In Excel, can I sort a column of 12 digit numbers by the sixth digit?
January 7, 2005 4:11 AM   Subscribe

EXCEL FILTER: I have an entire column of 12 digit numbers with dashes (X-XXXX-XXXXX-X-X) and I need to delete the first five digits (and two dashes) so I can sort the numbers starting with the sixth digit. Is this possible? (more inside)

The longer number (X-XXXX-XXXXX-X-X) is a product SKU number and I need to be able sort them by selection number (XXXXX-X). The column has over 9,000 lines (and grows by a few hundred every month) so I can't do it manually. I once dealt with an account that used to do this with the files I sent them, but now I have to do it myself and I don't have that contact anymore. I've tried Excel's HELP, AskMeFi archives, an Excel blog, and various Google searches and can't find an answer no matter how I try to phrase what I'm trying to do. I'm using Excel 2000. It sounds like a Macro thing, but I'm not sure exactly how.
posted by Slack-a-gogo to Computers & Internet (5 answers total) 1 user marked this as a favorite
 
Just a thought, having not used Excel for ages.

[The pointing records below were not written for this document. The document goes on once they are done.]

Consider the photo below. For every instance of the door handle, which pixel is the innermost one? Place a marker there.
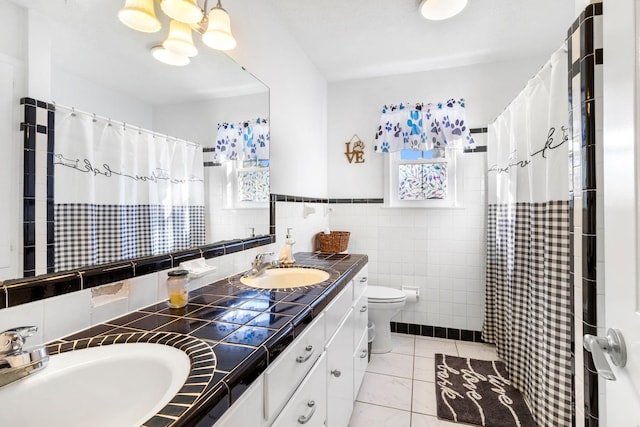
(612, 344)
(303, 419)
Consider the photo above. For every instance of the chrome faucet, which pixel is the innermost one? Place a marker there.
(258, 266)
(16, 363)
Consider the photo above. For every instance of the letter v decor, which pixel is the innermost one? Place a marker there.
(357, 152)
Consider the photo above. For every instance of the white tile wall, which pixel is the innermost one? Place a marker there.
(442, 251)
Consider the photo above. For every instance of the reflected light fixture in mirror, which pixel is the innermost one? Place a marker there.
(186, 15)
(438, 10)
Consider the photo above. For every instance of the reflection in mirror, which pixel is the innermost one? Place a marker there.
(99, 66)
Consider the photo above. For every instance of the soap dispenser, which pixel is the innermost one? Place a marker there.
(286, 253)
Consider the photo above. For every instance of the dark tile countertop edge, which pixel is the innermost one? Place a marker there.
(246, 328)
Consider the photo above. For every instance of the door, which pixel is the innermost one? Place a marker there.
(621, 198)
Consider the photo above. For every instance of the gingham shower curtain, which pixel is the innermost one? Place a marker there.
(121, 192)
(528, 297)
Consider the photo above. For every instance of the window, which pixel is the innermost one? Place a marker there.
(247, 184)
(423, 178)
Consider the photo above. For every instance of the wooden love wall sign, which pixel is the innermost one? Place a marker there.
(355, 153)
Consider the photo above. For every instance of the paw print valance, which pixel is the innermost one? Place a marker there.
(247, 140)
(422, 127)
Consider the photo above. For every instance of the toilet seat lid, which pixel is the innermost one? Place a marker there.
(384, 294)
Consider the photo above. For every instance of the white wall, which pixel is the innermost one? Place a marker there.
(13, 56)
(440, 251)
(71, 90)
(197, 121)
(298, 98)
(354, 108)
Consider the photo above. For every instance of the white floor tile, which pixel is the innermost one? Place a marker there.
(424, 369)
(403, 344)
(385, 390)
(477, 350)
(397, 365)
(424, 398)
(366, 415)
(420, 420)
(427, 347)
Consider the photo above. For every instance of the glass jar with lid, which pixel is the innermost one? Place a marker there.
(177, 286)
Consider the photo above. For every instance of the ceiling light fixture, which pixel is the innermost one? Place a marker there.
(186, 15)
(437, 10)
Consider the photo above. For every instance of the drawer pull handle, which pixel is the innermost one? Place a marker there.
(303, 419)
(309, 350)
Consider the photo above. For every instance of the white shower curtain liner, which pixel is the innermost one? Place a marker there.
(122, 192)
(528, 305)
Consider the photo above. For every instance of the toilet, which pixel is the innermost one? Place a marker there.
(384, 303)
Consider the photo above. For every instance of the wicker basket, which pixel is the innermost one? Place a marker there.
(336, 241)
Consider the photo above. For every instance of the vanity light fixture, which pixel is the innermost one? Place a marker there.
(186, 15)
(438, 10)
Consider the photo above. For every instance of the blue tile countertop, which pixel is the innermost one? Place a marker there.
(231, 333)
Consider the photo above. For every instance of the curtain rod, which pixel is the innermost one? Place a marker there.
(124, 125)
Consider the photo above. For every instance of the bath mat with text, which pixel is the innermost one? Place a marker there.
(478, 392)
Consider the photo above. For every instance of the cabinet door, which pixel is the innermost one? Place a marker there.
(308, 405)
(360, 361)
(360, 282)
(340, 379)
(360, 317)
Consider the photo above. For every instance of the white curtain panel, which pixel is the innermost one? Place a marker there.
(122, 192)
(528, 302)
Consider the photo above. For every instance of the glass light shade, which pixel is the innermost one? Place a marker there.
(180, 40)
(166, 56)
(218, 35)
(139, 15)
(186, 11)
(437, 10)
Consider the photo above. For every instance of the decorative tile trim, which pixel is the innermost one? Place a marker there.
(38, 130)
(436, 332)
(583, 57)
(197, 384)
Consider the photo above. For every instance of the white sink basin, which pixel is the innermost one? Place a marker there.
(115, 385)
(280, 278)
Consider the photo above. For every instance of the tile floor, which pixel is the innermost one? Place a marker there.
(398, 388)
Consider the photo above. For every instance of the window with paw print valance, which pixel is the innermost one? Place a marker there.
(248, 140)
(422, 127)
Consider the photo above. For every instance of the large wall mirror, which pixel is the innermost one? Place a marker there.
(95, 66)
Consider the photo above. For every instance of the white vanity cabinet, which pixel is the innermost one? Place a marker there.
(360, 317)
(247, 410)
(314, 382)
(308, 405)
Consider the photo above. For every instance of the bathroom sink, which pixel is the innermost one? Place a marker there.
(113, 385)
(290, 277)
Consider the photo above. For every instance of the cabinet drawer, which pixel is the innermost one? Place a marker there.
(308, 405)
(360, 282)
(337, 309)
(360, 361)
(360, 317)
(284, 375)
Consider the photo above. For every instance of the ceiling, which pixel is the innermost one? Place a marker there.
(363, 38)
(344, 38)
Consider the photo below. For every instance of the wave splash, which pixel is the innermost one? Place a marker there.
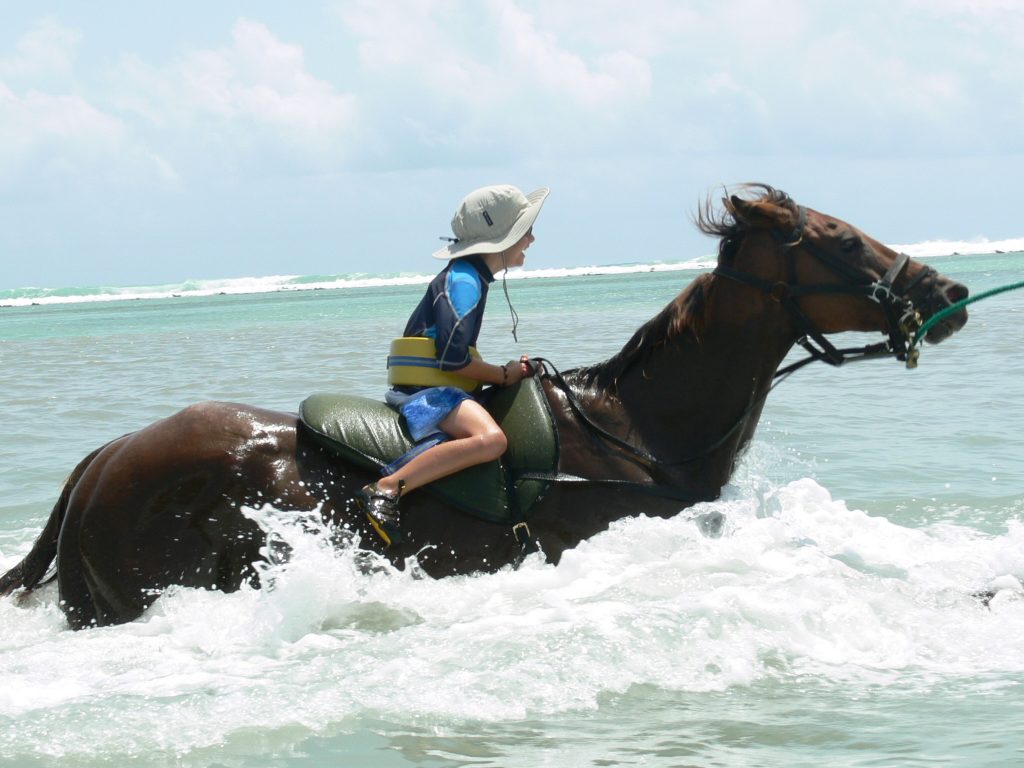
(275, 283)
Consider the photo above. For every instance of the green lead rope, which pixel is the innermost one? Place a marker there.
(953, 308)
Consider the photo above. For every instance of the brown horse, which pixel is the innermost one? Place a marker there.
(652, 429)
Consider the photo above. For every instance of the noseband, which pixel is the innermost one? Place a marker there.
(902, 321)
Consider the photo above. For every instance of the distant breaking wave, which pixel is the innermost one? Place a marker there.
(272, 284)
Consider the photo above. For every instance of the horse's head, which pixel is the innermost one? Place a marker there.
(829, 275)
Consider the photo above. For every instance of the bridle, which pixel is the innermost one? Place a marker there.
(902, 320)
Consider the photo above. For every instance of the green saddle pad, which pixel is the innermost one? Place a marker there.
(373, 434)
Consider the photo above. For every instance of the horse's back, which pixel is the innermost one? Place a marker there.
(163, 506)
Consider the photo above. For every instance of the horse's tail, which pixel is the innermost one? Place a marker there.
(31, 571)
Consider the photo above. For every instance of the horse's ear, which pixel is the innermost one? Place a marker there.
(759, 214)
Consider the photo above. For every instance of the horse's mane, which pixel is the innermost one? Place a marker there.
(685, 312)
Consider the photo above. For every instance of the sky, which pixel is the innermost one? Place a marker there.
(146, 142)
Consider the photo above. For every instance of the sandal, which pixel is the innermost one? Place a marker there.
(381, 509)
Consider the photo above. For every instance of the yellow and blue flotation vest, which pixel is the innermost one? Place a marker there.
(413, 361)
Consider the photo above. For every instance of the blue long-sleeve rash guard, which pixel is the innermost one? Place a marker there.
(452, 310)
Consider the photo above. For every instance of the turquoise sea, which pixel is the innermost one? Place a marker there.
(819, 613)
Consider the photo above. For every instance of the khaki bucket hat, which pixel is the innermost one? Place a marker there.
(491, 219)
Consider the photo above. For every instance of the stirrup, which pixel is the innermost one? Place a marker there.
(382, 511)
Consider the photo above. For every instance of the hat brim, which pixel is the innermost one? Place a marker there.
(521, 225)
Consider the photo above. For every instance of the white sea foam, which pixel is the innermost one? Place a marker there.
(275, 283)
(790, 585)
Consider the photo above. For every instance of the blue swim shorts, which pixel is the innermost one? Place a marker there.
(423, 411)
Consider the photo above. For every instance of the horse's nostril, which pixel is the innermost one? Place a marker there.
(956, 292)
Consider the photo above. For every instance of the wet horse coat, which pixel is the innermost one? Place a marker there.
(662, 422)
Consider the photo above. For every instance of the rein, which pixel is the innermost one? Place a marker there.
(902, 321)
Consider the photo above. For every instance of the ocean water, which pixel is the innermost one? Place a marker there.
(819, 613)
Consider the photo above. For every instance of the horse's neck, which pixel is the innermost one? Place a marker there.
(694, 401)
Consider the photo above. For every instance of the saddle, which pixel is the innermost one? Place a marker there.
(373, 434)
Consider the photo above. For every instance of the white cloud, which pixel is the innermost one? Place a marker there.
(616, 78)
(254, 92)
(48, 49)
(482, 56)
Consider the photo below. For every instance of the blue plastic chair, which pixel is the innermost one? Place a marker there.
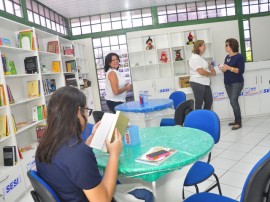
(177, 97)
(183, 109)
(207, 121)
(256, 187)
(42, 191)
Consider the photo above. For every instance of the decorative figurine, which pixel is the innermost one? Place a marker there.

Use the next blank column on the right of *all* the data and in the add the function RIGHT($cell,9) in there. Where $cell is the referance to the cell in your SKU column.

That *should* give you the right hand digits that you can sort on. I expect you can tidy this up by using the MID function instead, but RIGHT should do it.

Then copy that cell all the way down so it's being applied to all the rows.

Then sort.

Hope that makes sense.
posted by ModestyBCatt at 4:24 AM on January 7, 2005


There's probably dozens of ways to do this, each better than the next. I'd suggest you split parts of the numbers in to separate columns.

Select the column with your numbers. Choose Menu>Data>Text_to_Columns. Select the radio button for fixed width. Create break lines as desired. Click Finish. Sort away.
posted by klarck at 4:35 AM on January 7, 2005


Response by poster: Well I'll be damned Klarck. That's it exactly. I spent hours reading through the HELP section and doing Google searches and a co-worker and I trial and errored it for quite a while and you just nailed it it in under 25 minutes. Thanks, you're option suits my needs even better than what I was actually looking for - I didn't even know your option existed. Plus it's something I can use for a few other Excel projects. And ModestyBCatt - sorry, but I didn't even try your suggestion since Klarcks was so spot on.
posted by Slack-a-gogo at 4:46 AM on January 7, 2005


"Sorry", that's not good enough, I demand you try it out!

No, glad you got your solution and I've just learnt something new and handy too. Winner all round.
posted by ModestyBCatt at 5:31 AM on January 7, 2005


I know you got your question answered, but for future reference, the guy who runs J-Walk Blog has written books on Excel and could probably answer any question you could care to ask.